A unit of CobT activity was defined as the amount of protein needed to make 1 μmol of product (α-ribazole-5′-phosphate) per min. The K_m of class M CobT proteins for NaMN was determined as described above, under DMB saturating conditions and at various concentrations of NaMN (0.1 to 6 mM). The assay times for the CobT^WT, CobT(C160A), CobT(G257A), CobT(G320D), CobT(G171D), and CobT(G257D) proteins were 5, 5, 12, 10, 15, and 4 min, respectively. K_m^NaMN values for the CobT variant proteins were obtained from Michaelis-Menten plots by using the Prism v4 graphic and statistical software package (GraphPad). Each point was performed in triplicate.

RESULTS

Identities of the mutations in alleles cobT296, cobT298, cobT304, cobT313, cobT1087, and cobT309.

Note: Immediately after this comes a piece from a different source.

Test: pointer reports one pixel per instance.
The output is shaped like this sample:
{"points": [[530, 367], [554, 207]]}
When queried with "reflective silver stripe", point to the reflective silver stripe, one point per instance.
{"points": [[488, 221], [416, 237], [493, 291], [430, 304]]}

We determined the DNA sequences of chromosomal cobT alleles encoding class M CobT variants (12). Alleles of interest were PCR amplified directly from the chromosome and sequenced. All sequencing reactions were performed in duplicate, and both strands were sequenced. All of the mutations detected were either a guanine-to-adenine change or a cytosine-to-thymine change (i.e., transitions), consistent with the use of hydroxylamine as the mutagen (21).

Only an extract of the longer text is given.